In his own words, Oppel talks about the inspiration behind The Nest, which is a finalist for the TD Canadian Children's Literature Award.
The writing bug
"Here's how The Nest came about: I was actually partly through the first draft of my most recent book, Every Hidden Thing, and I hit a bit of a block. When I hit a block, I'll go through the other ideas I have that I think — most often delusionally — are going to be so much easier and better than whatever I'm working on. And one of the ideas I looked at in this case was The Nest. For 10 years I'd been looking at this idea. And for whatever reason — I don't know why — it all came together. I wrote the whole thing in eight weeks. It was intense. It was like a torrent. I just sat down every day and wrote and wrote. It's the only time I got to the computer eager to write! I guess that's the good thing about taking 10 years to write it. It took me 10 years to write it in eight weeks."
The new normal
"The biggest influence for The Nest was very personal: the birth of our third child 11 years ago. She was born with Down syndrome, and it really made me re-evaluate how we look at what normal is and what that means. Is it possible for anyone to be truly normal? Is it a certain model of behaviour we must all try to live up to? All of us have weaknesses, flaws, things that make us 'less than.' It made me think about how we value people, and how we look at who's worthy, who's lovable. For sure I was drawing on my own experiences for the emotional core of this book, because at the beginning when you have a baby who's 'different,' there's so much you don't know. There's surprise, there's worry, there's questioning about what her prospects were going to be.

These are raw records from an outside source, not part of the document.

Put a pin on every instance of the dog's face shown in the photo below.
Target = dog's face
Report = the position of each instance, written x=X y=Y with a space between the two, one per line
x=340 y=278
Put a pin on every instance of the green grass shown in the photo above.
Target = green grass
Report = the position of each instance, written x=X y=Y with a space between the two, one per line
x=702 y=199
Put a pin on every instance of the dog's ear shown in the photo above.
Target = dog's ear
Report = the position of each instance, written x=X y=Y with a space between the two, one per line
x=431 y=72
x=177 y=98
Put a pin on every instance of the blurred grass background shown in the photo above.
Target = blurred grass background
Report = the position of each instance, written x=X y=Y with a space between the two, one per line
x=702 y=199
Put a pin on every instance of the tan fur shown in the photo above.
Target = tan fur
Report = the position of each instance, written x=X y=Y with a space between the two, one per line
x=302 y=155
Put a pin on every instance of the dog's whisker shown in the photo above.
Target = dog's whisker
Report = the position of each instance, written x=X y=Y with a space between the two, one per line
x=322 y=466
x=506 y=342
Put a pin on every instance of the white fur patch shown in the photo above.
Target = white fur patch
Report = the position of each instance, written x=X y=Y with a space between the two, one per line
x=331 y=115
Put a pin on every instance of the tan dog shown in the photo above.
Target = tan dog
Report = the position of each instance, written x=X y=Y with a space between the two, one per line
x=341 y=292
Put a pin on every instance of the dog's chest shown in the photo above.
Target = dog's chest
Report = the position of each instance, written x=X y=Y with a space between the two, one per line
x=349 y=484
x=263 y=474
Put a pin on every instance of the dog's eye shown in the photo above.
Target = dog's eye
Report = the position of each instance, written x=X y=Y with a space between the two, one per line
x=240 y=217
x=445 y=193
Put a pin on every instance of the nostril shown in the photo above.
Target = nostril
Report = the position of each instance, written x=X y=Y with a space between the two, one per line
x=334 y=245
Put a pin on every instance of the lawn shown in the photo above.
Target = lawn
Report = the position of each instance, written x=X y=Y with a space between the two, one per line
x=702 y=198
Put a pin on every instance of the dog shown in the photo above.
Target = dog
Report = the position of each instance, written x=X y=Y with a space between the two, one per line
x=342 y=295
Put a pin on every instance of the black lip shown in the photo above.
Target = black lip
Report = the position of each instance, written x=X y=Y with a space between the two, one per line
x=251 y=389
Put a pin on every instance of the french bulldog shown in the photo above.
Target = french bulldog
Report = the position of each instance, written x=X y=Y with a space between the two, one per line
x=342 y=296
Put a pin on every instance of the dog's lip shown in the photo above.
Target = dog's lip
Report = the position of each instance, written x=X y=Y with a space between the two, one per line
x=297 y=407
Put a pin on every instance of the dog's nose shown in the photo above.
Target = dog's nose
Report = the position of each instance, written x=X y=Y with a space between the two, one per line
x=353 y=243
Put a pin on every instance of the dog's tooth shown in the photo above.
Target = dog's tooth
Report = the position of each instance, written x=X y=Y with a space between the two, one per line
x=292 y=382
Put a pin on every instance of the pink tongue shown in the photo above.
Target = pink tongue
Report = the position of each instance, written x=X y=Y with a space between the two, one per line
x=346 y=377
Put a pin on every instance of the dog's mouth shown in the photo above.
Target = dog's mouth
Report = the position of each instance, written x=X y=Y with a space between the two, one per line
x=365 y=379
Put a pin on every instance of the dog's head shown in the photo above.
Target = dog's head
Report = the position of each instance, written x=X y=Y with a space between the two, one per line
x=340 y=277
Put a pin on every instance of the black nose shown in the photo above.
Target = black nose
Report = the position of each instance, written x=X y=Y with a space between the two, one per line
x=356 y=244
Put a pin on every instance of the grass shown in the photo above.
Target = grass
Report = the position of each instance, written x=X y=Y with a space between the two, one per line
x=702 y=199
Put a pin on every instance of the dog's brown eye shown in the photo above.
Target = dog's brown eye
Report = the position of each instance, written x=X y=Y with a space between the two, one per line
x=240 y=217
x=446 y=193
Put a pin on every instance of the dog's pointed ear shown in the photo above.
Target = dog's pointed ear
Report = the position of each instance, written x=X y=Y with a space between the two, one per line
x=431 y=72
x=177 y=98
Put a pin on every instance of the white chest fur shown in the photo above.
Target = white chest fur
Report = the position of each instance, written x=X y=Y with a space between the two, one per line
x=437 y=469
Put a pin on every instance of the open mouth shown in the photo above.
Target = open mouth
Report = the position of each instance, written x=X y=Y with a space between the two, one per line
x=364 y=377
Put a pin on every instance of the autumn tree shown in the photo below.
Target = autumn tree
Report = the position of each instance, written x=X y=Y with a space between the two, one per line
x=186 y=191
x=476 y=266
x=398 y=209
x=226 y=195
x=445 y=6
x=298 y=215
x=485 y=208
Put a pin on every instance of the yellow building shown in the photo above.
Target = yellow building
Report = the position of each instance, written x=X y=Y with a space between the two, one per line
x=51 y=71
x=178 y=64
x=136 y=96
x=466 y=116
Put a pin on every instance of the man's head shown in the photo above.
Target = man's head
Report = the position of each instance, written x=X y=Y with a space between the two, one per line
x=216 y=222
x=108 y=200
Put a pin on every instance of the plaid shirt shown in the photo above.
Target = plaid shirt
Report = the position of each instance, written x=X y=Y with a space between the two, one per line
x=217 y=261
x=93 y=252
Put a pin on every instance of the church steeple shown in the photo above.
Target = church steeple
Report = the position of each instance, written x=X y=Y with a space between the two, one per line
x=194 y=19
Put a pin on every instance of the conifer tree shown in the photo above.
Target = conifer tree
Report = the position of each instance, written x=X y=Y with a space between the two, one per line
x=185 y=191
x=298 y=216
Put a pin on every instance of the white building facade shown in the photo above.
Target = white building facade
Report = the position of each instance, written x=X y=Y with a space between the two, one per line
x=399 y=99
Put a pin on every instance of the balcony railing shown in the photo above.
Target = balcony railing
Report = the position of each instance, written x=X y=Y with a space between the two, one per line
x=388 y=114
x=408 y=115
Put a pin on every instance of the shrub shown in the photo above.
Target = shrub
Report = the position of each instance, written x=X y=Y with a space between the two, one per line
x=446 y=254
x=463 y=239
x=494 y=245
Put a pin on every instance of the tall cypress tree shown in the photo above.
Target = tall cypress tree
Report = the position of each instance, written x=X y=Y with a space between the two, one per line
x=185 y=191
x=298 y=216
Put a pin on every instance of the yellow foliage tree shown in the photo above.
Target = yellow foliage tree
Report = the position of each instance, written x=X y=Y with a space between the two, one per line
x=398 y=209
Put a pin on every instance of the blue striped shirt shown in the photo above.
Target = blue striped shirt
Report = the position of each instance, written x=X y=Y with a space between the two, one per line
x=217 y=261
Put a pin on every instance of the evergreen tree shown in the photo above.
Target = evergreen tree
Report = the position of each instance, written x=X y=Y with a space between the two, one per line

"I now had this notion of a baby born into a family with something that's very worrying. And in the book, the oldest child in the family, Steve, who's 12, starts having dreams about an angel creature who offers to fix the baby, offering him a perfect baby to swap for the original baby. Steve just wants things to go back to normal. He wants them to be safe. We're all trying so hard to get perfect bodies and partners and lives, and I think sometimes it can lead us to make choices that aren't beneficial to ourselves and to others. Kids really want to fit in. They want to be part of a pack, and they want to be accepted. It's very lonely to feel like you're outside of normal. I wanted to show that no one is really normal, and we're better for admitting that we're flawed."
Moody match
"The illustrations in the book were the result of a lucky chain of events. When the manuscript was done, I sent it to my agent, who is also Jon Klassen's agent. And my agent said, Oh wow, Jon would be perfect for the cover, and I said sure, if he agreed to it, that would be fantastic. My agent didn't think that Jon would have any time to do interior art. And then, once the manuscript was with my publisher, they actually approached him to do the interior pieces. The idea was that they wouldn't be conventionally illustrative pictures. They're more like a stage set before the actors come on, or after they've left. You've seen something terrible that just happened, or that's about to happen. The text is quite intense, and Jon's drawings have this deceptive stillness to them."
Alien inspiration
"I did know at one level this was going to be a monster story. There is a monster in the house (or just outside), and no one knows except Steve. On the plain surface, that's what younger readers are going to take away from it. I was really inspired by Alien when I was younger. That's the most structurally similar thing I can think of. The slow discovery of a space that's supposed to be safe and is so not safe, one that assumes these terrifying proportions. Steve's commando-style faceoff at the end, with his baby brother Theo strapped to him in a baby carrier — it was very Alien-like to fight off all these freakish wasp-type things. And it shows such courage — a courage that, in Steve's case, comes 100% from this love of a baby brother he's finally come to appreciate fully for who he is."
Kenneth Oppel's comments have been edited and condensed.